Electronic Signatures: Borcherds and another v Duxbury and others
15 January 2021 | Lucas Theron
- The use of electronic signatures by parties on various documents has become common practice in South Africa. The Electronic Communications and Transactions Act 25 of 2002 (“ECTA”), which specifically provides for the use of electronic signatures in section 13 thereof, has been in force since 30 August 2002.
- ECTA defines the terms “electronic signature” as “data attached to, incorporated in, or logically associated with other data and which is intended by the user to serve as a signature.”
- The popularity of electronic signatures has drastically increased due to the Covid-19 pandemic. This is in line with the severe rise in the use of digital platforms for the performance of ordinary day-to-day tasks, as has been observed worldwide recently.
- The application of ECTA is subject to a few exceptions however. Section 4(4), read together with Schedule 2, of ECTA states that ECTA must not be construed as giving validity to the following transactions:
4.1 an agreement for alienation of immovable property as provided for in the Alienation of Land Act 68 of 1981 (“ALA”);
4.2 an agreement for the long-term lease of immovable property in excess of 20 years as provided for in ALA;
4.3 the execution, retention and presentation of a will or codicil as defined in the Wills Act 7 of 1953;
4.4 the execution of a bill of exchange as defined in the Bills of Exchange Act 34 of 1964.
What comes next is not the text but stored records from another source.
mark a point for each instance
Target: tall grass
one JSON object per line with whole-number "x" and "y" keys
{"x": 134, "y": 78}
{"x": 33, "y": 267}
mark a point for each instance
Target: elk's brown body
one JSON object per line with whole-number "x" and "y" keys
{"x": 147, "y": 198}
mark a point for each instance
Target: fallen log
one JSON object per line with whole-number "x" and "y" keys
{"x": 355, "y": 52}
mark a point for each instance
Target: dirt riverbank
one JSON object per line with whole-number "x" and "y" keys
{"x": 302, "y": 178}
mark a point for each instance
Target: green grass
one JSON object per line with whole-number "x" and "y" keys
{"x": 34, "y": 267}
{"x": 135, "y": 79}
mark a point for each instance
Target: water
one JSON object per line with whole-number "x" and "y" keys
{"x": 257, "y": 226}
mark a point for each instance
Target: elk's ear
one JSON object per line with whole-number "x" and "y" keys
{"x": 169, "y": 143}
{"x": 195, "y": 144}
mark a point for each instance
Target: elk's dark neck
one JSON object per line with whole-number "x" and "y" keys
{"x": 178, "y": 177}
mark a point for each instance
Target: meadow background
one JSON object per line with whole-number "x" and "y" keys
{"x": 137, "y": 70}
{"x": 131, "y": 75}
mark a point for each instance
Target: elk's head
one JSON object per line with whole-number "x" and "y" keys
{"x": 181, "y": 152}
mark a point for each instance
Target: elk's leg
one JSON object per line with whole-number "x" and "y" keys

- The exception contained in subparagraph 4.1 above is relevant for purposes of this article. Section 2(1) of ALA states that in order for an alienation of land to come into force and effect, it is a formality that a deed of alienation needs to be signed by the parties to the agreement. One would naturally therefore conclude that, taking into account the specific exception provided for in ECTA relating to alienation of immovable property, that traditional signatures (meaning a signature in wet ink on paper) is necessary in order to create a binding agreement for the alienation of immovable property.
- The reasons of the legislature to exclude alienations of immovable property from the application of ECTA may have included the fact that sale of property transactions can be deemed as significant transactions that often entail great sums of money and hold substantial implications for the parties involved. Due to the rapid development of digital platforms and customs in recent years, we may see a movement towards acknowledging electronic signatures for purposes of immovable property sale agreements and a removal of the exclusion contained in ECTA currently.
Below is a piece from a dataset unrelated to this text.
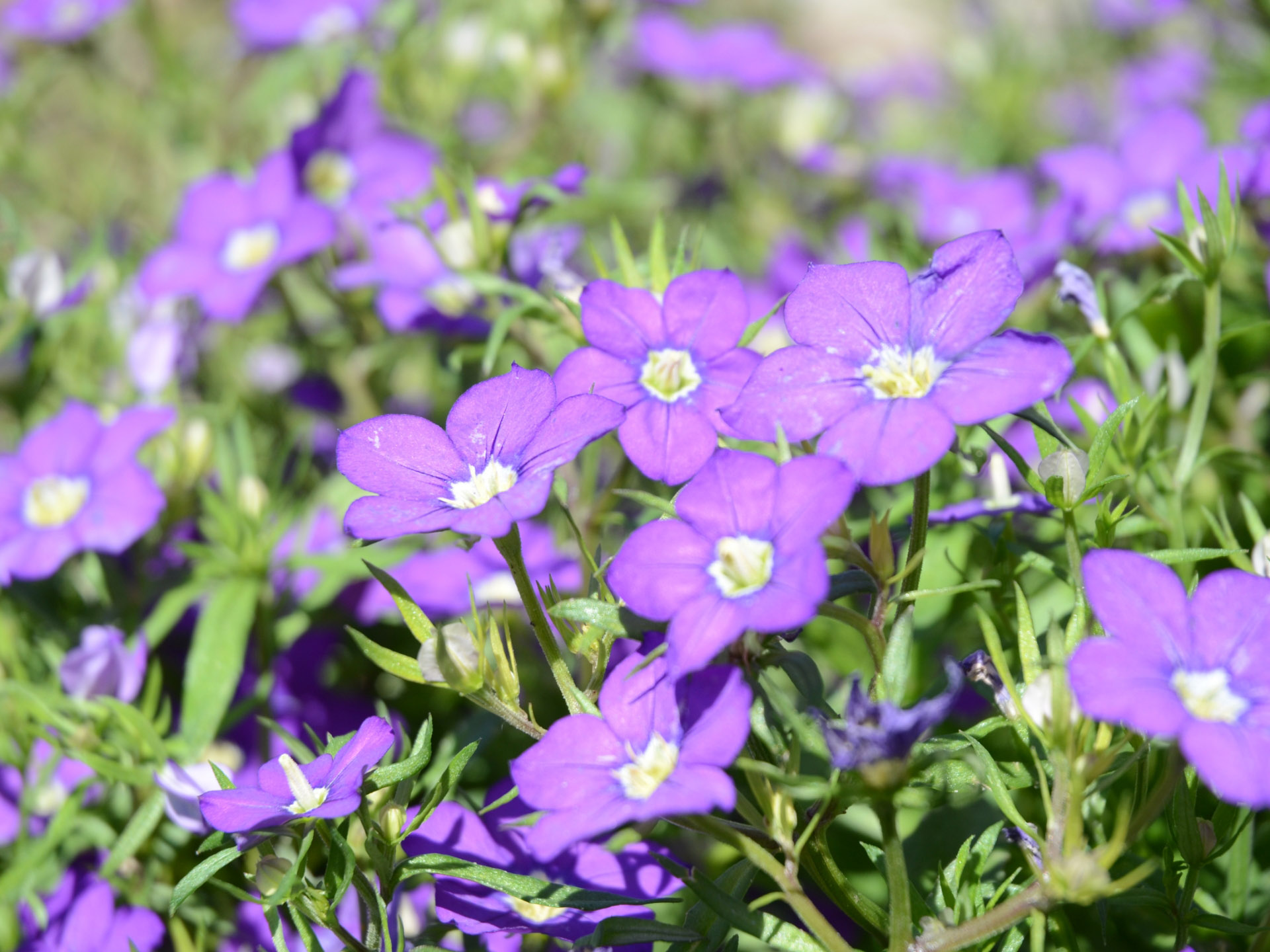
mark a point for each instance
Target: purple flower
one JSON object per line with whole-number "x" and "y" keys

- The judgement in Borcherds and Another v Duxbury and Others is seemingly contradictory to the legislative position as set out above. This case was heard in the High Court of Pot Elizabeth on 13 August 2020 and the Judgement was delivered on 22 September 2020. One of the questions before the Court was whether or not the use of an electronic signature on a deed of sale for immovable property created a binding agreement between the parties. The Court found that the electronic signature that was used was valid and therefore a valid contract did in fact come into force.
- Honourable Acting Judge O.H. Ronaasen in arriving at his finding as set out in paragraph 7 above, stated that the approach of courts to signatures has always been pragmatic rather than formalistic. The function of a signature is to authenticate the identity of the signatory and courts therefore try to satisfy themselves that the method of signature used in a specific instance fulfils this function. The learned Judge also referred to case law and a work by Van Huyssteen, Lubbe and Reinecke titled “Contract – General Principles” in support of the use of electronic signatures. The Court found that through the electronic signature used in this matter, the contract was indeed signed as envisaged in section 2(1) of ALA by the seller with the intention of being bound to the contract as seller.
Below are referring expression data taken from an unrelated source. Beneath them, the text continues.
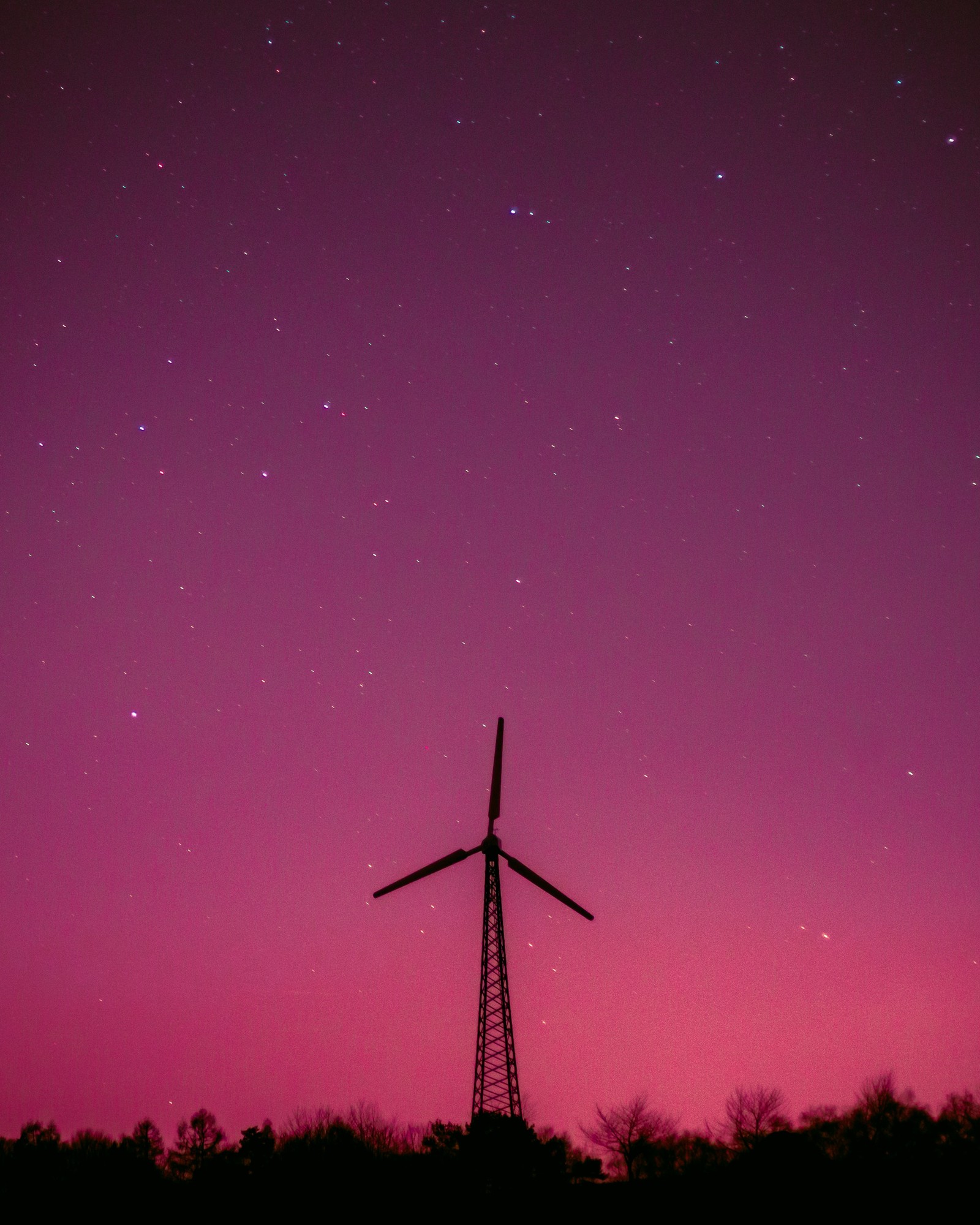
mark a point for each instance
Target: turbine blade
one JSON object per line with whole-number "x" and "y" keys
{"x": 496, "y": 778}
{"x": 447, "y": 862}
{"x": 522, "y": 870}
- The Judgement in the Borcherd case therefore creates uncertainty to a certain degree with regard to the use of electronic signatures for purposes of signing a deed of sale for immovable property due to the fact that on face value, it is at odds with section 4(4) of ECTA.
- It is the opinion of writer hereof that prospective buyers and sellers of immovable property should rather play it safe than sorry and remain within the bounds of the current general practice and affix traditional signatures to their immovable property sale agreements, until (if at all) the exclusion contained in section 4(4), read together with schedule 2, of ECTA is removed by the legislature.